Kunt u mij vertellen, wanneer de tabernakel verdwenen is? (W. D. te G.)

Antwoord:
In Jozua 18:1 lezen we dat het volk Israël in Silo de tabernakel opbouwde. Op deze plaats, ten noorden van Bethel, heeft de tabernakel gedurende de gehele tijd van de Richters (ongeveer 1200-1020 v.Chr.) gestaan. Zo wordt in Richteren 18:31 over het Godshuis in Silo gesproken. In 1 Samuël 3 krijgen we echter te maken met de slechtheid van Eli’s zonen en zijn lakse houding hierin. De Here spreekt via Samuël Zijn oordeel over het huis van Eli uit, waarmee waarschijnlijk het oordeel ook over het huis, de tabernakel waarin Eli met zijn zonen de Here diende, werd uitgesproken. In 1 Samuël 4 zien we hoe Gods oordeel over het huis van Eli voltrokken werd, maar ook hoe de ark des verbonds uit de tabernakel verdween en daar ook nooit meer teruggekomen is. Toen de ark door de Filistijnen teruggezonden werd, kwam de ark niet verder dan Kirjat-Jearim, waar zij in het huis van Abinadab geplaatst werd en zijn zoon Elazar geheiligd werd om voor de ark zorg te dragen. Zo bleef Silo achter, zonder ark des verbonds en zal waarschijnlijk korte tijd daarna verwoest zijn. Zo werd volgens Psalm 78:60 ‘Hij gaf de woning van Silo prijs, de tent die Hij onder de mensen had opgeslagen’ en Jeremia 7:12-14 het oordeel over Silo voltrokken.


In Openbaring 7 wordt over de 144.000 verzegelden gesproken. Er worden hier twaalf stammen van Israël genoemd. Er ontbreken echter twee stammen: Efraïm en Dan. Heeft u hier een verklaring voor? (J. v.d. B. te M.)

Antwoord:
Het zijn de twee zonen van Jozef, Manasse en Efraïm, die in plaats van Jozef stamvader van Israël worden. Wanneer het over de verdeling van het stamgebied gaat, wordt Levi niet genoemd, omdat deze stam de priesterlijke taak gekregen heeft en hij een erfdeel onder zijn broeders gekregen heeft. Door opneming van de twee zonen van Jozef bleef het aantal stammen wel op twaalf staan. In dit gedeelte van Openbaring gaat het niet zo zeer over de stamgebieden, maar veel meer over de zegen van de stammen. Opvallend is het dan ook dat nu wel de stam van Levi genoemd wordt, maar niet de stam van Efraïm en Dan.
In de geschiedenis van Israël zien we echter de stam Efraïm steeds als de aanstichter en leider van de zondige wandel van het volk. Efraïm leefde als stam zo verschrikkelijk in zonde en was daarmee het toonbeeld van afvalligheid geworden. Vandaar dat Efraïm in Openbaring 7 door Jozef vervangen is. De stam Dan is in deze opsomming door Levi vervangen, omdat het hier niet over het stamgebied gaat, maar over de geweldige zegen die deze 144.000 Joden zullen verspreiden. Het zou kunnen zijn dat de stam Dan ontbreekt, omdat hij bij de zegen van Jakob met een hoornslang vergeleken wordt: ‘Dan is een slang op de weg, een hoornslang op het pad, die in de hielen van het paard bijt, zodat zijn berijder achterover valt. Op uw heil wacht ik, o Here’ (Genesis 49:17). Vooral de uitroep van het verlangen naar het heil des Heren, laat ons zien dat deze slang eens overwonnen zal worden. Misschien hebben we hier te maken met een aanwijzing dat de antichrist uit deze stam komt?

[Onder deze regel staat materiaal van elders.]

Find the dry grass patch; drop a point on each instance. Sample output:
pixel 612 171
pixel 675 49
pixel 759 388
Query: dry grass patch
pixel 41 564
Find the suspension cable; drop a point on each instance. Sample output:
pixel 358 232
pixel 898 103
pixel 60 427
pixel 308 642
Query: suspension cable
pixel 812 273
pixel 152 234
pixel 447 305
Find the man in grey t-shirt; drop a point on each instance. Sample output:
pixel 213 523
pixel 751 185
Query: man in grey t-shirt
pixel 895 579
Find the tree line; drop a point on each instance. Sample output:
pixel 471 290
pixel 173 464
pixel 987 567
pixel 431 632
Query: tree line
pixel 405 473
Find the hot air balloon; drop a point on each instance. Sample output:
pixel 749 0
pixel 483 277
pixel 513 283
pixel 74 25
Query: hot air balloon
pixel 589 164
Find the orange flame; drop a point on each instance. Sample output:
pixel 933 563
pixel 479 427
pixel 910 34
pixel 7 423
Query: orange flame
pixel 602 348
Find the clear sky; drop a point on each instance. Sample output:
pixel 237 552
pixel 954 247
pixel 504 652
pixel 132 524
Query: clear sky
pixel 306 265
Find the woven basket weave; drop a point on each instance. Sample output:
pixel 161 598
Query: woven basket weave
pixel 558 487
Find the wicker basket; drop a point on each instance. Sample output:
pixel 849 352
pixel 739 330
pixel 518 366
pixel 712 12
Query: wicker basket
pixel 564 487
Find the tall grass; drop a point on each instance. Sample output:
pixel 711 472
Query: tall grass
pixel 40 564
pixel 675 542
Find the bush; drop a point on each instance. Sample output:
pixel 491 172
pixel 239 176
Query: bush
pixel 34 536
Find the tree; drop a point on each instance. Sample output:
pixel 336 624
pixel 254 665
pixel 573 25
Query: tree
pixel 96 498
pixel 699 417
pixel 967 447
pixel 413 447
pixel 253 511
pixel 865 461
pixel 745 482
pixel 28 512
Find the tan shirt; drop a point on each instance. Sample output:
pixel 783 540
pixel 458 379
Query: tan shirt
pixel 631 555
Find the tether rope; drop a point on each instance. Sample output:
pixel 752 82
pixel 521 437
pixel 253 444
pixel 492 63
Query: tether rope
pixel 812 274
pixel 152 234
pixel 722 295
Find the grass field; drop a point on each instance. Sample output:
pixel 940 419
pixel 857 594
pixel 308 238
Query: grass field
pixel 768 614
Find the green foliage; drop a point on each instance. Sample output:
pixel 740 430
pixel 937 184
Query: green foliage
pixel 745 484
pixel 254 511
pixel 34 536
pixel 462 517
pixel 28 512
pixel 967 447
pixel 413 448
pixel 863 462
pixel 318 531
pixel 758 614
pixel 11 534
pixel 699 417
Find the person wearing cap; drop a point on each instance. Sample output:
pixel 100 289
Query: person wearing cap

In Marcus 9:49 staat: ‘Want een ieder zal met vuur gezouten worden’. Wat betekent deze uitdrukking? (T. B. te K.)

Antwoord:
In het voorafgaande gedeelte gaat het over reiniging en redding. Zout heeft een reinigende, ontsmettende werking. Vooral als het om zout in wonden gaat, dan heeft zout een brandend effect en wordt zout vergelijkbaar aan vuur. In Leviticus 2:13 lezen we dat aan elk offer zout toegevoegd moest worden, dus ook hier zien we het vuur en het zout, dat reinigend werkt. Het vuur spreekt van oordeel en het zout van reiniging. Ook als gelovigen krijgen we met dit oordeel te maken. In 1 Petrus 4:17 kunnen we lezen: ‘Want het is nu de tijd, dat het oordeel begint bij het huis Gods.’ Door het vuur van Gods Geest wordt het vlees, de oude mens in het oordeel gebracht en worden we steeds meer gevormd naar Gods beeld. Zo worden we met vuur gezouten, opdat we steeds meer op Hem gaan lijken.